Il ya deux ans, les gestion­naires du patri­moine de ces services ont déci­dé de la construc­tion de nouveaux bureaux, les anciens étant vétustes et inadap­tés. Les fonds néces­saires à la construc­tion dépas­sant les dispo­ni­bi­li­tés, les anciens bâti­ments ont été mis en vente par leur proprié­taire, c’est-à-dire le fonds d’investissement dont est action­naire le person­nel local du minis­tère du Commerce. Le contrat préci­sait que la vente effec­tive ne pour­rait avoir lieu avant que le nouvel immeuble soit achevé.

Malgré un coût d’achat du terrain mino­ré du fait de sa desti­na­tion (proprié­té du gouver­ne­ment local) , la hausse du coût des construc­tions a eu pour effet d’augmenter sensi­ble­ment le montant du devis initial. Ne pouvant prétendre à des aides ou prêts complé­men­taires, les gestion­naires se sont alors tour­nés vers un possible parte­naire : le bureau local de Sécu­ri­té publique. Celui-ci dési­rant regrou­per des services épar­pillés aux quatre coins du village et héber­gés dans des locaux rela­ti­ve­ment anciens, il avait lancé un projet proche de celui du Commerce. Comme pour ce dernier, une partie du finan­ce­ment prove­nait de la vente de quelques-uns des bâti­ments dont ce service a héri­té au temps du collectivisme.

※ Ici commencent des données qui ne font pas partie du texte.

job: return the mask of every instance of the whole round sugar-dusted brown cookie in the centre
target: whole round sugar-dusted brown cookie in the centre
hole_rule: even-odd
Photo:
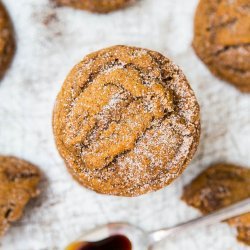
[[[80,183],[136,196],[168,185],[190,162],[200,135],[199,105],[169,59],[114,46],[86,56],[70,72],[53,128]]]

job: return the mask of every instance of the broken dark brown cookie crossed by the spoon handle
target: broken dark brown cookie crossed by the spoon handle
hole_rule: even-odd
[[[203,214],[250,197],[250,169],[215,164],[184,188],[182,199]],[[238,240],[250,245],[250,213],[228,220],[238,230]]]

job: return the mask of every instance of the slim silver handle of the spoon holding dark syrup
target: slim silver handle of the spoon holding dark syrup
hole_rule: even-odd
[[[150,244],[154,245],[155,243],[162,241],[163,239],[175,233],[193,229],[195,227],[209,226],[248,212],[250,212],[250,198],[220,209],[211,214],[178,224],[172,228],[153,231],[149,234]]]

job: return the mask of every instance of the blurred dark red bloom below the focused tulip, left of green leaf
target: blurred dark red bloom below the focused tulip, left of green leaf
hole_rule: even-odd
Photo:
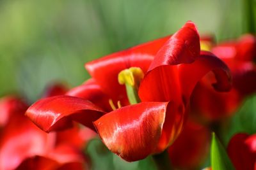
[[[210,142],[209,129],[188,121],[180,136],[168,148],[172,166],[177,169],[198,169],[207,157]]]

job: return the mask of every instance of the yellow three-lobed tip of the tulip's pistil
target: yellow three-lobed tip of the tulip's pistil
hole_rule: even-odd
[[[144,73],[140,67],[130,67],[118,74],[118,83],[120,83],[120,85],[126,84],[138,88],[143,77]]]

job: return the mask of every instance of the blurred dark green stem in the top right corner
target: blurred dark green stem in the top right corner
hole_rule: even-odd
[[[255,33],[255,18],[253,13],[253,0],[243,0],[244,1],[244,13],[246,20],[246,32]]]

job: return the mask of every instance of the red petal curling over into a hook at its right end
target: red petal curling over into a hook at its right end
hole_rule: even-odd
[[[213,83],[216,90],[231,89],[230,70],[224,62],[210,52],[201,52],[191,64],[159,66],[149,71],[140,84],[140,99],[177,101],[186,104],[196,83],[210,71],[214,72],[217,80]]]

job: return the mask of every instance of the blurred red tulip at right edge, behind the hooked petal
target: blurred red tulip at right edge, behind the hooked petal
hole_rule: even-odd
[[[212,74],[196,85],[191,106],[196,115],[207,121],[220,120],[232,115],[244,97],[256,92],[256,38],[242,36],[238,41],[214,46],[212,52],[231,69],[233,88],[230,92],[220,93],[211,87]]]

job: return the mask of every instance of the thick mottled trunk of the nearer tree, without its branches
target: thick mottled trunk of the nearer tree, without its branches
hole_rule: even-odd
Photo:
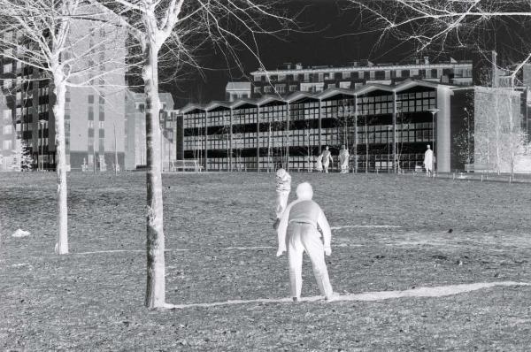
[[[143,80],[146,95],[146,149],[147,149],[147,286],[145,305],[148,308],[165,306],[165,238],[162,203],[162,174],[160,170],[160,128],[158,114],[158,48],[148,43],[145,48],[146,64]]]

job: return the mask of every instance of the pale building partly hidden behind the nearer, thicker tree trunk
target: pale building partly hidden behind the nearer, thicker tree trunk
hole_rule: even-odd
[[[162,104],[160,111],[160,126],[162,128],[162,160],[163,169],[166,170],[169,161],[176,158],[174,141],[175,122],[173,120],[173,97],[169,93],[159,93]],[[126,160],[127,170],[135,170],[139,166],[147,165],[146,160],[146,97],[143,93],[127,90],[126,102]]]

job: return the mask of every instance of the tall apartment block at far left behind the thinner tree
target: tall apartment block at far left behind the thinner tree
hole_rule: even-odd
[[[72,50],[88,54],[73,63],[73,70],[84,69],[85,77],[78,76],[73,83],[79,83],[79,87],[68,88],[65,94],[67,167],[104,170],[106,165],[115,163],[116,157],[119,165],[123,166],[126,35],[117,33],[115,28],[95,29],[89,21],[80,20],[75,24],[72,37],[67,41],[76,43]],[[73,55],[65,51],[64,58]],[[0,80],[5,96],[5,103],[0,106],[4,125],[0,146],[4,149],[3,153],[16,148],[18,143],[24,143],[33,155],[35,167],[54,170],[57,160],[52,108],[56,97],[51,80],[42,70],[7,57],[2,59],[1,70]],[[89,76],[94,80],[87,80]],[[88,86],[88,81],[93,84]],[[15,131],[17,143],[13,140],[9,142],[9,138],[5,137],[12,136],[11,130]]]

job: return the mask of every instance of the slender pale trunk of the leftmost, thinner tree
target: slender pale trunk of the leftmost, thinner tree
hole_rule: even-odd
[[[58,172],[58,242],[57,254],[68,253],[68,206],[66,203],[66,153],[65,153],[65,92],[66,86],[61,73],[54,74],[54,94],[56,103],[53,105],[56,127],[56,165]]]

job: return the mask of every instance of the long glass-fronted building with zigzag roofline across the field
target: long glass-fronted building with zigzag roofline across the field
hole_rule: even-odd
[[[189,104],[178,119],[178,158],[199,160],[214,171],[312,169],[325,145],[335,157],[345,145],[352,169],[414,169],[431,144],[439,172],[462,169],[452,136],[466,124],[468,90],[404,80]]]

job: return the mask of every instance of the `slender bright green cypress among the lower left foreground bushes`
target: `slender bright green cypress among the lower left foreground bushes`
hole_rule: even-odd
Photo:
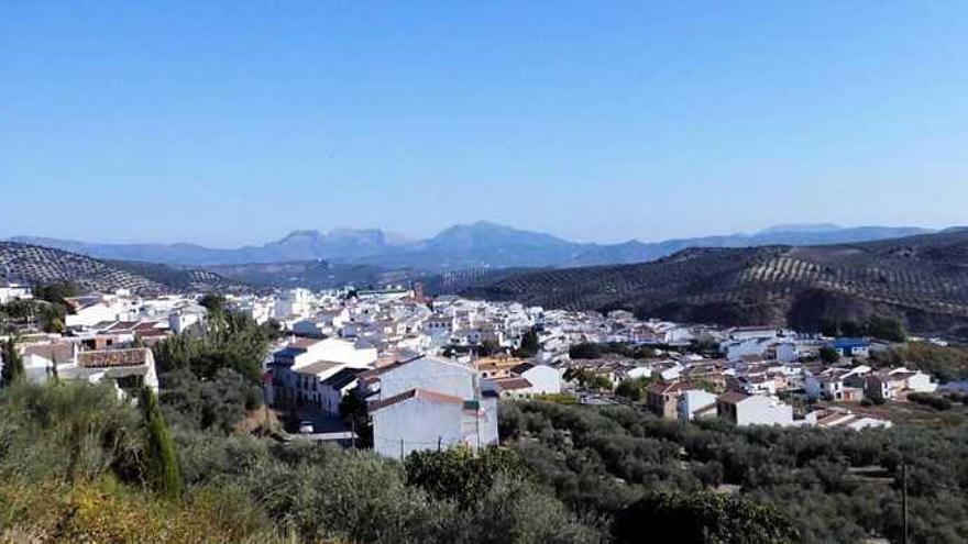
[[[141,390],[141,408],[144,414],[146,436],[146,476],[152,488],[169,499],[182,497],[182,469],[175,442],[158,408],[158,399],[147,387]]]

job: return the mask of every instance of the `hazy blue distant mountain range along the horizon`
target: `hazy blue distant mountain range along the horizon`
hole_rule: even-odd
[[[69,240],[18,236],[13,242],[54,247],[96,258],[138,260],[179,266],[290,263],[326,259],[331,263],[430,271],[468,268],[569,267],[645,263],[686,247],[748,247],[761,245],[823,245],[886,240],[932,231],[919,227],[781,225],[755,234],[732,234],[646,243],[618,244],[566,241],[486,221],[454,225],[426,240],[407,240],[377,229],[295,231],[261,246],[218,249],[194,244],[98,244]]]

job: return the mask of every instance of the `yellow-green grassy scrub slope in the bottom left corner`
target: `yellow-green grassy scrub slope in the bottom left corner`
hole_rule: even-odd
[[[238,486],[196,486],[173,501],[165,485],[156,495],[152,449],[165,426],[146,412],[110,387],[0,391],[0,542],[277,540]]]

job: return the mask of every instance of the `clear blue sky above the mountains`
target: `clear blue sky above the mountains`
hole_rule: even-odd
[[[965,52],[966,2],[4,2],[0,236],[966,224]]]

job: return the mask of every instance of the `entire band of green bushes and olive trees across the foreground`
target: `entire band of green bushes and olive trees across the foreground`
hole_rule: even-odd
[[[676,542],[898,541],[902,463],[913,542],[968,540],[965,429],[736,429],[508,403],[507,447],[402,464],[177,426],[169,493],[148,462],[158,411],[143,412],[80,384],[0,391],[0,542],[662,542],[669,528]],[[851,476],[871,466],[888,478]]]

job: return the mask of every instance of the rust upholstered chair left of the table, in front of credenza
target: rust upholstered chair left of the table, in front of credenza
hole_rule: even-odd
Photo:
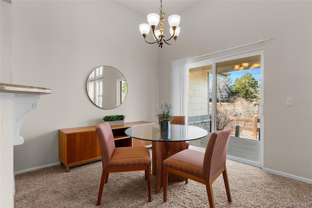
[[[145,170],[147,179],[148,202],[151,202],[151,156],[147,147],[115,147],[114,136],[108,122],[97,125],[96,131],[102,154],[102,177],[98,191],[97,206],[101,203],[104,183],[107,183],[108,174]]]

Plutôt que de construire deux bâti­ments, il a été déci­dé de se limi­ter à un qui serait commun aux deux admi­nis­tra­tions. Deux étages supplé­men­taires coûtant moins cher que deux construc­tions sépa­rées, chacun des services s’est retrou­vé gagnant. Pour des raisons pratiques et tech­niques, c’est le bâti­ment initia­le­ment prévu pour le seul Commerce qui a été choi­si. Afin d’éviter tout conflit sur la proprié­té des locaux, Commerce et Police se sont unis non pas pour le pire et le meilleur, mais pour créer un fonds commun d’investissement, le conseil d’administration étant formé à égali­té de repré­sen­tants de chaque admi­nis­tra­tion en supplé­ment de ceux du gouver­ne­ment local char­gé de la surveillance.

Inau­gu­ré il y a quelques semaines, le bâti­ment abrite les services du Commerce aux deux premiers étages, les autres étant occu­pés par les tout nouveaux bureaux de la sécu­ri­té publique. Diffi­cile après cela de parler d’un pays diri­gé d’une main de fer par la seule capitale.